FERC agreed with the SPP’s Market Monitoring Unit that this valuation of deficient and accredited capacity is “commensurate with regional resource adequacy needs, without removing the long-term planning incentive of SPP’s current deficiency payment approach.”

It said SPP’s proposed sufficiency valuation curve eligibility criteria is reasonable because it specifies the circumstances under which a deficient LRE may rely upon the methodology following a PRM increase, while ensuring that an LRE unable to meet the prior PRM is not relieved from its obligations under SPP’s deficiency payment mechanism.

SPP increased its PRM from 12% to 15% last year. It developed a mitigation strategy to address members’ concerns that they wouldn’t have enough time to meet the new requirement. (See SPP Board of Directors Briefs: Dec. 6, 2022.)

Entergy, NextEra Tout Clean Energy Efforts

Entergy (NYSE:ETR) told financial analysts Wednesday that it is investing to improve reliability and resilience and “significantly” expand its clean energy footprint.

“We’re working to improve operational and regulatory outcomes, support our customers’ industrial growth and economic development in our region, invest in renewable clean energy and resilience,” CEO Drew Marsh said during the company’s first quarter earnings call.

On Monday, Entergy’s leadership joined Texas Gov.

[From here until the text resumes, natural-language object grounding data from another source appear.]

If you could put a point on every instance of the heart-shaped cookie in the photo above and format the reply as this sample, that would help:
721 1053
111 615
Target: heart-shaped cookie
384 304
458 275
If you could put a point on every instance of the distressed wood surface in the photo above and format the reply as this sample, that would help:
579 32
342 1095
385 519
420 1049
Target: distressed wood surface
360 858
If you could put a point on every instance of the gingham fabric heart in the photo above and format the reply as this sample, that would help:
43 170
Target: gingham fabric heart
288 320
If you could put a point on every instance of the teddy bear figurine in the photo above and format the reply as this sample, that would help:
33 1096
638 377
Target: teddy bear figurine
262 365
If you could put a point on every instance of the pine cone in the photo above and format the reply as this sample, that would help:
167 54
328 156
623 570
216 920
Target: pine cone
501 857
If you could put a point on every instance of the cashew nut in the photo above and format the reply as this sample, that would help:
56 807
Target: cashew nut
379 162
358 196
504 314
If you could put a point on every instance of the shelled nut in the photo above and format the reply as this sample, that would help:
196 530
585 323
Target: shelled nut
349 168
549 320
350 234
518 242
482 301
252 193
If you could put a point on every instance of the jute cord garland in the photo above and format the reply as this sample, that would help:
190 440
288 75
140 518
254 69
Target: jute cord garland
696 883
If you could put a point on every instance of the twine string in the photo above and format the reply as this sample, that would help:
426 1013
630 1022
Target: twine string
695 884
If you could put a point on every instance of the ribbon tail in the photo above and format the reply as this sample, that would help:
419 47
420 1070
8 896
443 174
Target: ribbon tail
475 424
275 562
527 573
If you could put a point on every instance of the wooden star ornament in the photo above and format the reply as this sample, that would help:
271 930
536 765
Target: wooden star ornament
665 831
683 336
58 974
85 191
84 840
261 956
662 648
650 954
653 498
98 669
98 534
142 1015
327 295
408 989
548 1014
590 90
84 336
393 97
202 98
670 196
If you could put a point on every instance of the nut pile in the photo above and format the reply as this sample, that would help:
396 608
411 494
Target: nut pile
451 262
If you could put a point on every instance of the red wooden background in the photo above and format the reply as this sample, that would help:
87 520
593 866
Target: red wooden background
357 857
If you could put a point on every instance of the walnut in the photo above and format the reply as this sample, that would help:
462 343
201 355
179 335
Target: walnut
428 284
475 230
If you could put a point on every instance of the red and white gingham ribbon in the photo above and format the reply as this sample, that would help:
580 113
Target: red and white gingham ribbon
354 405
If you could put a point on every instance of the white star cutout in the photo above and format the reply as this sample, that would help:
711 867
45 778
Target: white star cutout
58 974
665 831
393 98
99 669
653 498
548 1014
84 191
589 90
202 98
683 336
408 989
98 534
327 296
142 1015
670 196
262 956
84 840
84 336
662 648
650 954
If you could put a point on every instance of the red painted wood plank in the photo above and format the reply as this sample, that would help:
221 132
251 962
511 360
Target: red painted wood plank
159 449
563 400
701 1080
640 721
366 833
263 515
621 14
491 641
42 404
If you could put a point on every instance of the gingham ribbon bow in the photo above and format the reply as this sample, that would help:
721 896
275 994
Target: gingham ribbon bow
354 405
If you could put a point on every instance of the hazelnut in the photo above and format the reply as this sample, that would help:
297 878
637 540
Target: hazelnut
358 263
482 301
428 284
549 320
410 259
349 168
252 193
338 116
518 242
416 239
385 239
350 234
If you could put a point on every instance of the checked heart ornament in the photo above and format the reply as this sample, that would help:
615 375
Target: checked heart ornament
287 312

Greg Abbott and four of the state’s five regulatory commissioners to break ground on the Orange County Advanced Power Station, which will use turbine technology and a plant layout that can support dual fuel capability for hydrogen in the future.

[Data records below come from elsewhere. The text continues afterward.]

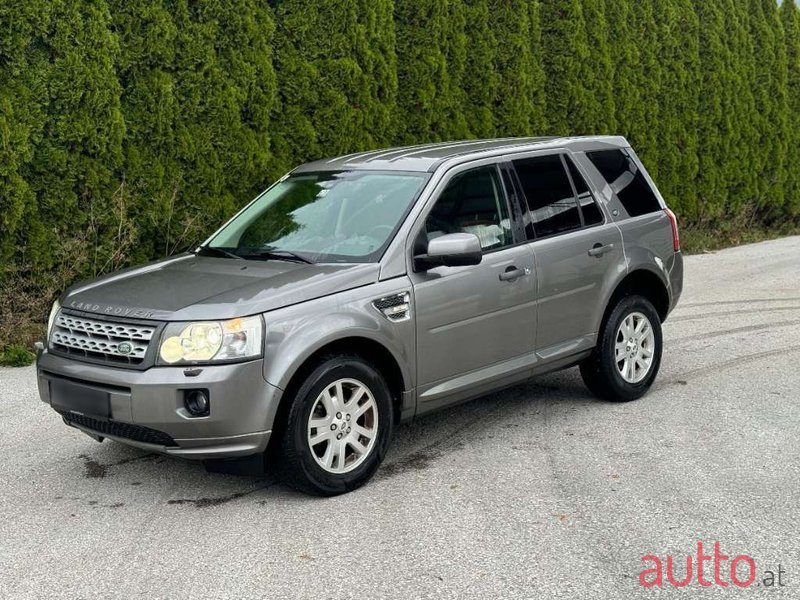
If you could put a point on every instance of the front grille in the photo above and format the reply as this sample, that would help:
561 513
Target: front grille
123 430
108 341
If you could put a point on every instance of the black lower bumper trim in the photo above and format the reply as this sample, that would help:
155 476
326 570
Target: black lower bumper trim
128 431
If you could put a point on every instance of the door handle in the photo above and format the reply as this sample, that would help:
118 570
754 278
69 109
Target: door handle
600 249
513 273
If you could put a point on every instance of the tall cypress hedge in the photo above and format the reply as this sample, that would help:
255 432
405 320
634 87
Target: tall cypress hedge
129 128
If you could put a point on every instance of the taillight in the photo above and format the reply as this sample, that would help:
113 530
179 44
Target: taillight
676 237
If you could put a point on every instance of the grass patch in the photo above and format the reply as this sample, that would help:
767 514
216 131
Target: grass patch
698 239
15 355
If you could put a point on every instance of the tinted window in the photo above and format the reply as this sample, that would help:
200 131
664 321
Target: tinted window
551 203
627 181
473 202
589 208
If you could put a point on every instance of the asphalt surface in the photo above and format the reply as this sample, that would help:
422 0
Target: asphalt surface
536 492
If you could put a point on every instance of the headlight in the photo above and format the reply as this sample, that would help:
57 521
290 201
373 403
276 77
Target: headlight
211 341
52 318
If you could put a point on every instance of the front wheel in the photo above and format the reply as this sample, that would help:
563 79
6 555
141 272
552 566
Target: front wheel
338 428
626 360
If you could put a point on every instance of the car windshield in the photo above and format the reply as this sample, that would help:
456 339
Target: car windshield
345 216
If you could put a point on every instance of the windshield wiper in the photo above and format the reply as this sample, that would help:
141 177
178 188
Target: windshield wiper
217 252
286 255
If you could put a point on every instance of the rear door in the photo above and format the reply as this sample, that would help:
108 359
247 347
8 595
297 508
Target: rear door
475 324
577 250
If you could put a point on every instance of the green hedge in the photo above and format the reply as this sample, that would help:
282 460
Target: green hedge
129 128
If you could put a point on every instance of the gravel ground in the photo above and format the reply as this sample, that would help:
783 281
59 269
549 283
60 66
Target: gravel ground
536 492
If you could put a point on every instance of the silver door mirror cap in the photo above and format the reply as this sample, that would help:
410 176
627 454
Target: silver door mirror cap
451 250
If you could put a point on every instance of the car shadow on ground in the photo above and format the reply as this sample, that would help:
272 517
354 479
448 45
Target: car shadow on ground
415 446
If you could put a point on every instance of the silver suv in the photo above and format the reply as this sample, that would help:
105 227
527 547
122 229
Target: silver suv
363 291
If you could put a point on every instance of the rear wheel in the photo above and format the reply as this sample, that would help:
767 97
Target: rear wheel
338 428
626 360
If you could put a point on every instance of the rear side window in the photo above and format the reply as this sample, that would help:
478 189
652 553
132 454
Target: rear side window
627 180
551 202
591 212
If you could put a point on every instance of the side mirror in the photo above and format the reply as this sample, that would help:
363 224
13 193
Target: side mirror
451 250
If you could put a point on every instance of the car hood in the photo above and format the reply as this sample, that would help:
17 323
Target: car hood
191 287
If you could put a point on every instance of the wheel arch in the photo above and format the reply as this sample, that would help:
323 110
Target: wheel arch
644 282
366 348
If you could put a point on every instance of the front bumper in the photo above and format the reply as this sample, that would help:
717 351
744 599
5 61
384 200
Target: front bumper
147 407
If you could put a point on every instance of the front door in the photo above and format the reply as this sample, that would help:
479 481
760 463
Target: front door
576 248
475 324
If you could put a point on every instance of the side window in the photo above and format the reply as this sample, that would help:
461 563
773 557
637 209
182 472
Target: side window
626 179
473 202
551 203
589 208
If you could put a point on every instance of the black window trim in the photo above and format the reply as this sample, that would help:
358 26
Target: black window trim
447 178
568 157
524 199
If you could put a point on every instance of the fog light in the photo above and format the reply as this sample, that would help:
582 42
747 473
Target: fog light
197 402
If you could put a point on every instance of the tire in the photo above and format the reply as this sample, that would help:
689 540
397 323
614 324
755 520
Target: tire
610 376
336 457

“That facility will ensure that we have moderate and reliable infrastructure to support existing customers and the rapidly growing customer base in our Southeast Texas region,” Marsh said. “The optionality helps ensure the plant’s long-term viability and creates improved energy security and operational flexibility for our customers.”

The 1.22-GW combined-cycle plant’s construction is expected to be complete in 2026. Texas regulators approved the plant last year.

Entergy reported earnings of $311 million ($1.47/share), compared to $276 million ($1.36/share) for the same period a year ago. The adjusted earnings were short of Zacks Investment Research’s projection of $1.36/share.

Entergy’s share price closed at $105.50 Wednesday, a loss of $2.26 for the day.

NextEra Beats Expectations

NextEra Energy (NYSE:NEE) reported better-than-expected results Tuesday of $2.09 billion ($1.04/share), up from 2022’s first-quarter net loss of $451 million (-$0.23/share).

The Florida-based company’s adjusted earnings of $0.84/share beat the Zacks consensus estimate of $0.75/share, the fourth straight quarter it has exceeded EPS expectations.

NextEra attributed the financial performance to a clean energy investment push that has protected it from natural gas price swings. The company says it is the first in history committed to moving past net zero to “real zero” — using only wind, solar, battery storage, nuclear, green hydrogen and other emissions-free sources.

Its NextEra Energy Resources subsidiary added more than 2 GW of new renewables and storage projects to its backlog during the first quarter, bringing the total to more than 20 GW. The company said its Florida Power & Light subsidiary increased its solar portfolio to 4.6 GW during the quarter, more than any other utility.

FPL’s recently filed 10-year site plan proposes to build nearly 20 GW of solar over the next decade.

“We believe the expansion of cost-effective solar and storage will provide a valuable hedge for our customers against volatile natural gas prices,” NextEra CFO Kirk Crews told investors.

NextEra’s stock price closed at $74.076 Wednesday after trading after hours on Monday at $79.10. The price is down 11.6% since the year began.